Is there anything like that? Do we have any piece from Bach whose Bach's rendering/interpretation is known to us 100%, so we _might_ mark it as the most "pure and absolute" (and maybe the best), assuming Bach's rendering is the best (which, I know, is controversial).
If not, might it be a right statement to say (speaking objectively) "A is far more authentic than B"?
For example: Can we say Leonhardt is far more authentic than Gould ('81) playing Goldberg Variations? even though it doesn't necessarily change anything.

Well, I have my answers for these questions, I would like to hear yours.

Thanks!


----------



## emiellucifuge (May 26, 2009)

Im afraid not really, Baroque pieces do not carry deep meaningful subtexts.
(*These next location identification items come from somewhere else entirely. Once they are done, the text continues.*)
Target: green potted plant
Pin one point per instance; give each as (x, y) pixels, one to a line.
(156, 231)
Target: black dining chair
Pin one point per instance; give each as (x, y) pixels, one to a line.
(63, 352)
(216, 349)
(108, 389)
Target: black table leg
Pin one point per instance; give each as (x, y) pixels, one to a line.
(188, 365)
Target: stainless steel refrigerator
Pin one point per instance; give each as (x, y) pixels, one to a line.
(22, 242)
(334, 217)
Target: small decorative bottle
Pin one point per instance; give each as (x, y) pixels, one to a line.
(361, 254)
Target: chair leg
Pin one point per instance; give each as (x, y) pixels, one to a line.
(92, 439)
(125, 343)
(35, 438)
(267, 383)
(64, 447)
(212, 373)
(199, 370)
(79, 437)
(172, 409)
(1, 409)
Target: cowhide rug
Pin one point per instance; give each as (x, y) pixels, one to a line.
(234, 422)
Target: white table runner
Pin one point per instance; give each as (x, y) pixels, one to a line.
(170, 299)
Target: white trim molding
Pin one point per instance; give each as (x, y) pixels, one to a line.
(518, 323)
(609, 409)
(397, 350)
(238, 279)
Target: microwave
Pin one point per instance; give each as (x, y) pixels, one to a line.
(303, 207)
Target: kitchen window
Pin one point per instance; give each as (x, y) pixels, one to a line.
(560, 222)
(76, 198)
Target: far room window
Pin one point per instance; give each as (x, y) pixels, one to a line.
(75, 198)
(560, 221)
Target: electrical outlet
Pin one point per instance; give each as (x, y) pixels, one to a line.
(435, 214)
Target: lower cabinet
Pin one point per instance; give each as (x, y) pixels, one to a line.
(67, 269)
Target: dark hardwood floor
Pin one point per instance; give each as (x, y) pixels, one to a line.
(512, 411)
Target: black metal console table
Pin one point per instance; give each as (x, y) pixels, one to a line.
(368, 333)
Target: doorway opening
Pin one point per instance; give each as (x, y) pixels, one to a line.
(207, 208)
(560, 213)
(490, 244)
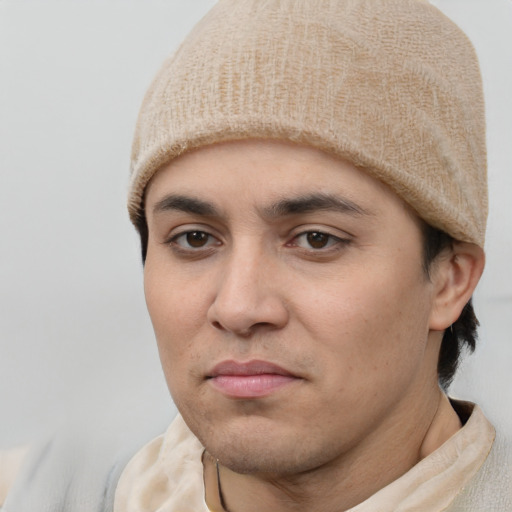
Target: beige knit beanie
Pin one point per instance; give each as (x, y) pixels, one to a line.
(391, 85)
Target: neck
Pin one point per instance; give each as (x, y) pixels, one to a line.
(342, 484)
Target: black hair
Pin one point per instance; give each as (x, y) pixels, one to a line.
(462, 334)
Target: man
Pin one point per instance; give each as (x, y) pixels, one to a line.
(309, 186)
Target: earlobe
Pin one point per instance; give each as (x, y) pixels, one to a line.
(455, 280)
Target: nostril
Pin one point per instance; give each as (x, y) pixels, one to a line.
(217, 325)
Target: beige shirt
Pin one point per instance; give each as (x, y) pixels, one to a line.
(167, 476)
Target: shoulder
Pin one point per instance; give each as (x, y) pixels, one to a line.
(11, 462)
(167, 474)
(491, 486)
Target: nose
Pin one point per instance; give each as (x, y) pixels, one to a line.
(249, 298)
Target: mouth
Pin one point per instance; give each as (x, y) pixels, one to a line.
(252, 379)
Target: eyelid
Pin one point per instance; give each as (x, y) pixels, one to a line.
(183, 230)
(337, 241)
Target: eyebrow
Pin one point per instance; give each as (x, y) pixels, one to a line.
(312, 203)
(288, 206)
(185, 204)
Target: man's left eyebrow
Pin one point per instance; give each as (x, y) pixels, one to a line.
(312, 203)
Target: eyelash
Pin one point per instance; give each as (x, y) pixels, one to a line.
(332, 242)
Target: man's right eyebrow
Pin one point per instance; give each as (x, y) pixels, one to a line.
(185, 204)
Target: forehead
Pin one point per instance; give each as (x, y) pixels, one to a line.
(265, 171)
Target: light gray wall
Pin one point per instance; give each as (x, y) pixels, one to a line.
(74, 335)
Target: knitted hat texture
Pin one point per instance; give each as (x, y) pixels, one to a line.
(391, 85)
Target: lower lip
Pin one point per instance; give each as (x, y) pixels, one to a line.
(250, 386)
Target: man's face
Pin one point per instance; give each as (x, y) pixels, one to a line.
(289, 303)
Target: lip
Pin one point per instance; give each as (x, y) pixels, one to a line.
(251, 379)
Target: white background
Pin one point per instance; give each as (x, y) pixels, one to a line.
(75, 339)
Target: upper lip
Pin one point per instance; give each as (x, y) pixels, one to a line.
(254, 367)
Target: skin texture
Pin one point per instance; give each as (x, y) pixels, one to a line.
(240, 267)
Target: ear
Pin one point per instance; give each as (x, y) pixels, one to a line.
(455, 277)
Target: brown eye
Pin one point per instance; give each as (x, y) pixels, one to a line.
(197, 239)
(317, 240)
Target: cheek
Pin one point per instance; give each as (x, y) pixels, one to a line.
(377, 324)
(174, 313)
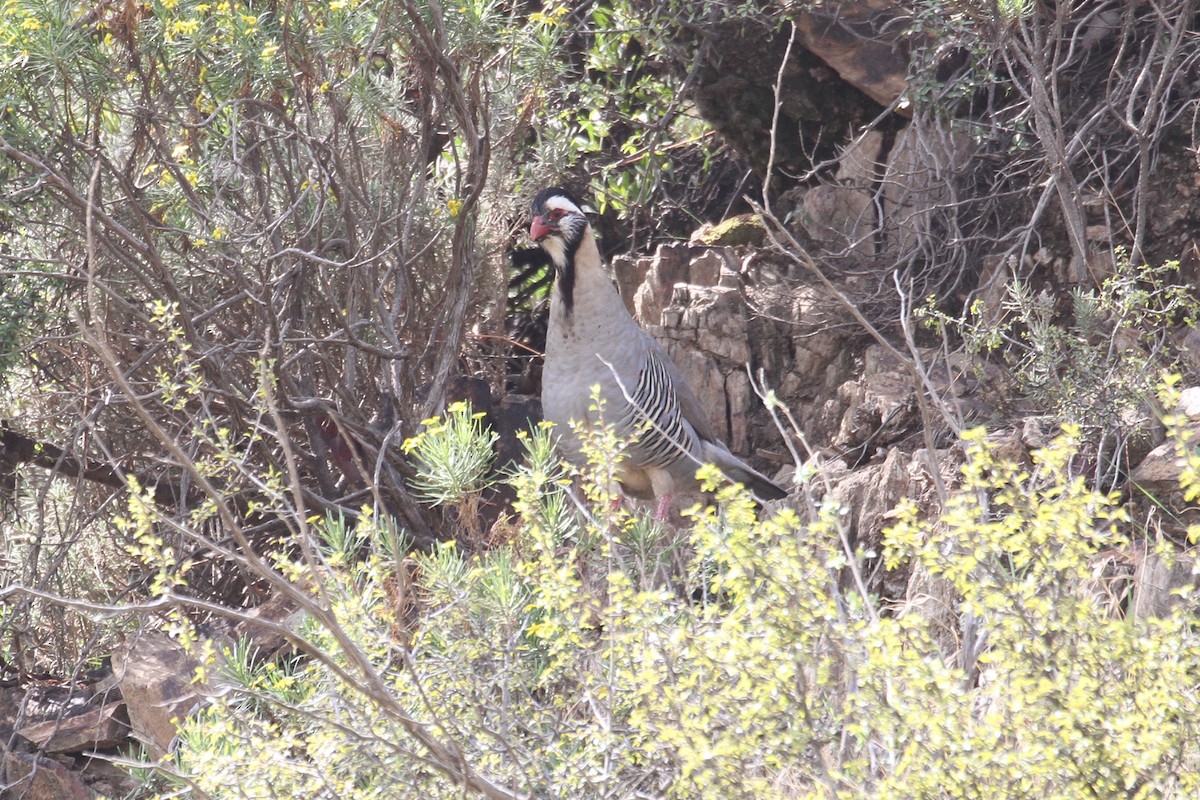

There is of course always the interpretation and perfection of the phrasing, dynamic and tempo but that does not help to make it more like Bachs own vision.
Performance practise has changed over the years, and it is important to perform the piece as someone in Bachs time would have done. Bach wrote a book detailing a large proportion of the ornaments and how to play them, it would be wise to follow his words here. Also it was standard to emphasise the first beat of a bar considerably.

Obviously it would be wrong to add musical artifacts such as crescendi etc.. (dynamics were terraced).


IN SHORT: Bach nor the Baroque period in general detailed the interpretation of works, but they did have different performance practise which should be adhered to.


----------



## superhorn (Mar 23, 2010)

Authenticity in Bach, or any of the great composers such as Beethoven,Brahms,Mozart, 
Schubert etc is a chimera. There is no such thing. We will never know with any certainty what long dead composers would have approved of when it comes to interpreting their music.
When you hear the HIP performances,live or recorded by such conductors and other musicians as Harnoncourt,Gardiner,Norrington,Andrew Manze,Gustav Leonhardt etc , you are hearing musicians who are dutifully going through the motions of everything that is currently believed to be correct performance pactice, and using instruments of the period,or replicas thereof, which may or may not sound exactly as they did in the past when they were new.
But just using period instruments and dutifully going through the motions of what is currently
believed to be"correct" performance practice do not in themselves guarantee anything artistically or esthetically. 
The interpretation of music is not a paint-by-numbers affair. Performers must use their own intuition and judgement. There is no one "right" way to perform any given work by any composer,living or dead. And it's so easy to get caught up in arguing and nit-picking over minor details of any given performance of a baroque or classical work rather than seeing seeing the big picture and whether the performer has brought the music vividly to life and th eoverall spirit of the performace. 
Not to get religious, but the Bible states "The letter killeth and the spirit giveth life". That's right.
It's the overall spirit of the performance that really matters. Who cares if the performer didn't execute every trill in a stylistically"correct" manner etc if that musician has given a performance which you found both exciting and moving?


----------



## HarpsichordConcerto (Jan 1, 2010)

Nothing in music from any period is really "pure and absolute", to use your words. I'm a fan of HIP, enough to know that Baroque composers were all very pragmatic composers, who 99% of the time wrote music for a particular performance in mind because their job/employer required them to (and not out of a random romantic artistic "urge" in the sense that Romantic composers might be perceived to do so). Their music was very often recycled, in part or in whole, borrowing themes from other fellow composers, for another purpose in mind, new parts composed when instrumentalists and singers were no longer at hand/replaced etc.

Music making in those days were far from our obsession now with concert perfection reproductions. Many great Baroque composers were masters at improvisation, the creation of "living" music. But with HIP, we can come much closer in spirit at the very least, to what Bach himself might have recognised.


----------